Hacker News new | ask | show | jobs
by ulrikrasmussen 268 days ago
I am split on SQL. On one hand I love the declarative approach and the fact that I can improve the run-time complexity of my queries just by adding an index and leaving the queries as is. On the other hand, I hate how the run-time complexity of my queries can suddenly go from linear to quadratic if the statistics are not up to date and my query planner misjudges the amount of rows returned by a complex sub-query so it falls back to a sequential scan instead of an index lookup.

I would be interested in a query execution language where you are more explicit about the use of indexes and joins, and where a static analysis can calculate the worst-case run time complexity of a given query. Does anyone know if something like that exists?

2 comments

I've had the same thought. I would be interested in a query language which allows me to write a query plan, including explicitly scanning indexes using specific methods.

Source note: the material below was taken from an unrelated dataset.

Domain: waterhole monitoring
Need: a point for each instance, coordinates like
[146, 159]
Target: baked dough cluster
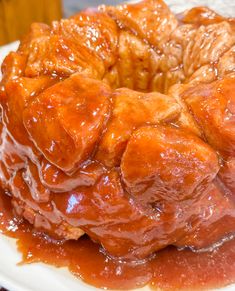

I like the "plumbing on the outside" approach of databases like ClickHouse where you have to know the performance characteristics of the query execution engine to design performant schemas and queries.

The challenge here is that query planners are quite good at determining the best access path based on statistical information about the data. For example, "id = 1" should probably use a fast index scan because it's a point query with a single row, but "category = 42" might be have a million rows with the value 42 and would be faster with a sequential scan. But the problem doesn't surface until you have that much data. Query planners adapt to scale, while a hard-coded query plan wouldn't. That's not even getting started on things like joins (where join side order matters a lot) and index scans on multiple columns.

I'm not aware of any systems that are like this. Some of the early database systems (ISAM/VSAM, hierarchical databases like CODASYL) were a bit like this, before the relational model allowed a single unified data paradigm to be expressed as a general-purpose query language.

What gets me is when it's faster to build an index and rerun the query from scratch than run the original.
That's less a SQL issue, than a general issue with attempting to optimize based off of heuristics. Generally when "hints" are supported that's what'll happen every time (baring the hint not being executable).

But, remember that a lot of users wanting to query things aren't going to be app developers. They'll be wanting to do a one off query or run some report. You'll tend to need an optimizer no matter what.

That's true, and you probably want both. You want a general purpose query planner for any user-generated one-off queries, but for the hot application code paths where you execute the same fixed queries again and again, you may be interested in stronger guarantees about your run time complexity.